The Normal People author can no longer safely enter the UK without potentially facing arrest, according to a statement read out by her publisher at the prize ceremony

Irish author Sally Rooney could not travel to collect a literary prize this week over concerns that she may be arrested if she enters the UK, given her support of banned group Palestine Action.

Rooney won the Sky Arts award for literature for her fourth novel, Intermezzo. At a ceremony on Tuesday, audiences were told that Rooney “couldn’t be here”, before her editor, Faber publisher Alex Bowler, collected the award on her behalf.

Bowler read a statement from Rooney, in which she explained that because of her support for “non-violent anti-war protest” she had been advised that she could “no longer safely enter the UK” without potentially facing arrest.

In August, Rooney said that she intends to use proceeds from her works, which include Normal People and Conversations with Friends, along with BBC adaptations of them, to support Palestine Action, which was proscribed as a terrorist organisation in the UK in July.

“I’m so touched and grateful to receive this prize”, began Rooney’s statement on Tuesday, read by Bowler. “I truly loved writing Intermezzo and it means the world to me to think that it has found some small place in the lives of its readers – thank you.”

“I wish that I could be with you this evening to accept the honour in person, but because of my support for non-violent anti-war protest, I’m advised that I can no longer safely enter the UK without potentially facing arrest,” her statement continued. “In that context, I want to thank you all the more warmly for honouring my work tonight, and to reiterate my belief in the dignity and beauty of all human life, and my solidarity with the people of Palestine.”

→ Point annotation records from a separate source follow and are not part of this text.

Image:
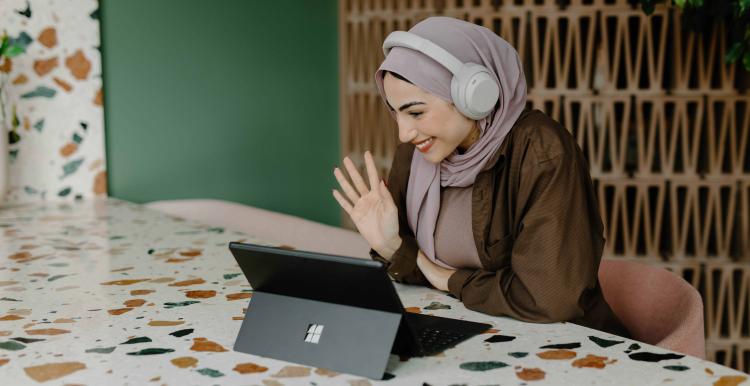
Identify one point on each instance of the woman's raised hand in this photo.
(371, 209)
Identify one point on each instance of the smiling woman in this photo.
(485, 199)
(432, 124)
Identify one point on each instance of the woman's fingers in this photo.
(372, 171)
(353, 196)
(359, 183)
(342, 201)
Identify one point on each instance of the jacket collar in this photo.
(500, 155)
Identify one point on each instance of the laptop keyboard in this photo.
(434, 341)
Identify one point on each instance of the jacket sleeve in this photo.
(403, 264)
(555, 255)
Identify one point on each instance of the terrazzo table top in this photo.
(108, 292)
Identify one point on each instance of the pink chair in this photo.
(657, 306)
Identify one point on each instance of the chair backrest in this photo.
(657, 306)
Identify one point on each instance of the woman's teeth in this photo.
(424, 144)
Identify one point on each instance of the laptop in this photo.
(335, 312)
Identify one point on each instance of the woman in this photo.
(496, 207)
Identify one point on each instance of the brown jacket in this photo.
(536, 226)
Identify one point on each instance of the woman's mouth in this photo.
(425, 145)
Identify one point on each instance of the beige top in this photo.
(454, 241)
(536, 224)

Last month, the lawyer and writer Sadakat Kadri told the Guardian that “receiving money with the intention of using it to support terrorism is an offence under section 15 of the 2000 act”, meaning Rooney could be “arrested without a warrant as a ‘terrorist’.” He said that she could face prosecution if she were to express her views at, for example, a UK book festival, underscoring the proscription’s “gross disproportionality”.

More than 1,600 people have been arrested in connection with Palestine Action since the ban in early July.